Roman de Rou

Roman de Rou chronicles Norman history, in French verse, from the founding duke, Rollo (i.e. Rou), to the battle of Tinchebray in 1106. The last, and longest, section of the work (in which the Norman Conquest of England occurs) is in octosyllabic rhymed couplets, and was seemingly composed in the early-1170s. In it the author of Roman de Rou tells us something about himself:

The history of the Normans is a long one and hard to set down in the vernacular.[*] If one asks who said this, who wrote this history in the vernacular, I say and will say that I am Wace from the Isle of Jersey, which is in the sea towards the west and belongs to the territory of Normandy. I was born on the island of Jersey and taken to Caen as a small child; there I went to school and was then educated for a long time in France. When I returned from France, I stayed in Caen for a long time and set about composing works in the vernacular: I wrote and composed a good many.[*] With the help of God and the king – I must serve no one apart from God – a prebend was given to me in Bayeux (may God reward him for this). I can tell you it was by Henry the second, the grandson of Henry and the father of Henry.
Roman de Rou (ii, 94–95)

For some reason, Wace’s sponsor, Henry II (king of England 1154–89), became dissatisfied with Wace’s work (or with Wace himself), and withdrew his patronage. Wace breaks off from his narrative, and writes:

Let he whose business it is continue the story. I am referring to Master Beneeit, who has undertaken to tell of this affair, as the king has assigned the task to him; since the king asked him to do it, I must abandon it and fall silent.[*] The king in the past was very good to me. He gave me a great deal and promised me more, and if he had given me everything he promised me things would have gone better for me. I could not have it, it did not please the king; but it is not my fault. I have known three king Henrys and seen them all in Normandy; all three had lordship over Normandy and England. The second Henry, about whom I am talking, was the grandson of the first Henry and born of Matilda, the empress, and the third was the son of the second.[*] Here ends the book of Master Wace; anyone who wishes to do more, let him do it.
Roman de Rou (ii, 407–409)

Wace apparently ceased work soon after 1174.
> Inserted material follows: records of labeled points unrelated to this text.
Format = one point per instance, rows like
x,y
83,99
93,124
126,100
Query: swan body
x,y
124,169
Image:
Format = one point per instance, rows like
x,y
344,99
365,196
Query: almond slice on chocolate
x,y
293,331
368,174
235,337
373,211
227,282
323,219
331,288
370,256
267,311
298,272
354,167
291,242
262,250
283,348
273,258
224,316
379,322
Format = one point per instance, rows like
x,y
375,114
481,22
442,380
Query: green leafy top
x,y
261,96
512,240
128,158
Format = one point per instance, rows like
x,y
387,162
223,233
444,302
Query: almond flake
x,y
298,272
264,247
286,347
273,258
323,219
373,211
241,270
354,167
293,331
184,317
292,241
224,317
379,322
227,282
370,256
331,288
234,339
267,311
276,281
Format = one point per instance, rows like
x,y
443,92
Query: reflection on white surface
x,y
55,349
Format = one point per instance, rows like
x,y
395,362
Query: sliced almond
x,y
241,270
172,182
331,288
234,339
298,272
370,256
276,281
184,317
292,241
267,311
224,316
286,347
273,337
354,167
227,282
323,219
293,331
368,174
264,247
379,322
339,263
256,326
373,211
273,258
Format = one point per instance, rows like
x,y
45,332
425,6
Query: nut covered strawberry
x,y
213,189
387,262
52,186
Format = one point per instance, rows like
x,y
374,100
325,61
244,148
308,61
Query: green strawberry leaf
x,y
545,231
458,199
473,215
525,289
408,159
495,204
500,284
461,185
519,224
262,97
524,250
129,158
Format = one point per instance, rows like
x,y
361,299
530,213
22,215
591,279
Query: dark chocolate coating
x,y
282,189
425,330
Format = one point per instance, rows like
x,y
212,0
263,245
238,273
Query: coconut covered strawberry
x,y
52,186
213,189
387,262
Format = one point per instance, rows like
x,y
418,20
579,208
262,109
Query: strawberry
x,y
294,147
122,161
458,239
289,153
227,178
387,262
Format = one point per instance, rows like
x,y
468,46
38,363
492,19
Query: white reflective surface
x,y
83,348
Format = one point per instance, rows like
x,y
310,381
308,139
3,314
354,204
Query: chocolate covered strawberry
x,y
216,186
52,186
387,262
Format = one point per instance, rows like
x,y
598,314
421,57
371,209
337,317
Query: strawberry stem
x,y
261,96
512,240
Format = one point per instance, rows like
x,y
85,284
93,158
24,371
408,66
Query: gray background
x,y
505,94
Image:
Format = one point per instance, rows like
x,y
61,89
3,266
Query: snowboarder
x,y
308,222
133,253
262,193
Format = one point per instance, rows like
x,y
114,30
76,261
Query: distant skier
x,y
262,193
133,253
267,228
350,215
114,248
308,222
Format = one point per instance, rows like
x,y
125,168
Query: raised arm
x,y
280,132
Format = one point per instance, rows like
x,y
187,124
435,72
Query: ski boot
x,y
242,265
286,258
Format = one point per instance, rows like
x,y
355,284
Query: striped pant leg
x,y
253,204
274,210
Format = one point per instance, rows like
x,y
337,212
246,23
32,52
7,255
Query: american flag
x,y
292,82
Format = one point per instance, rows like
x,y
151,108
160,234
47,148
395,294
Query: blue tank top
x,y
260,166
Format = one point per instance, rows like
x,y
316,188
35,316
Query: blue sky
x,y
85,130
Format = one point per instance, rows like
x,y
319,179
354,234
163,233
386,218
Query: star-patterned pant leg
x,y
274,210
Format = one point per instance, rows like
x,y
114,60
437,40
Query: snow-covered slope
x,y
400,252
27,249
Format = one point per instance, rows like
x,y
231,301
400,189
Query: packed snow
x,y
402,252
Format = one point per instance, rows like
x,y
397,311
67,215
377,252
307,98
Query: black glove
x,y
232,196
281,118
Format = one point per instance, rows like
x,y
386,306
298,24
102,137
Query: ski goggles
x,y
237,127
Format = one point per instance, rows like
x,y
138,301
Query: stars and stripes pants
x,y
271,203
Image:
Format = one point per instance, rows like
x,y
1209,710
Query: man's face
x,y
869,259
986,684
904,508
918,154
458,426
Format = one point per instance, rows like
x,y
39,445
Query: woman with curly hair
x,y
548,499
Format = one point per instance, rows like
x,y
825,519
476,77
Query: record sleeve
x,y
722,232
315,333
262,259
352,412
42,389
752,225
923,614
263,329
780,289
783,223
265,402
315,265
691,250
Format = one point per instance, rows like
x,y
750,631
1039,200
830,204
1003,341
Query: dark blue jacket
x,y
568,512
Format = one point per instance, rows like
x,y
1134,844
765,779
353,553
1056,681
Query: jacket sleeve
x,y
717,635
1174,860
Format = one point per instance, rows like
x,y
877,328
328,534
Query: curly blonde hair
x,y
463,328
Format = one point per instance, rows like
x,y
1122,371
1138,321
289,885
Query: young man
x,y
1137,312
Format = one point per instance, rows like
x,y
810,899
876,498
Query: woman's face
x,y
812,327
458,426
Incidentally, Wace is most likely a personal name, not a surname. He has sometimes (perhaps as the result of a textual misreading) been, mistakenly, called Robert Wace.

Translation by Glyn S. Burgess

romanz, “the vernacular”.
Wace’s major previous work, Roman de Brut (finished in 1155), is a vernacular (i.e. French) versified (octosyllabic rhymed couplets) adaptation of Geoffrey of Monmouth’s fantastical, Latin, Historia Regum Britanniae, in which Wace introduced King Arthur’s round table.
(Volume, pages) of Frédéric Pluquet’s two volume edition of Roman de Rou (1827).
“Master Beneeit” is evidently one Benoît de Sainte-Maure, and the work he produced is the Chronique des Ducs de Normandie.
This third Henry is not Henry III – his reign was 1216–1272. Henry II’s son, Henry the Young King (as he is known), was crowned during his father’s lifetime, at the age of 15, in 1170. In 1173–4 the Young King rebelled against his father. The rebellion failed and the two Henry’s were reconciled. Henry the Young King died in 1183, six years before his father.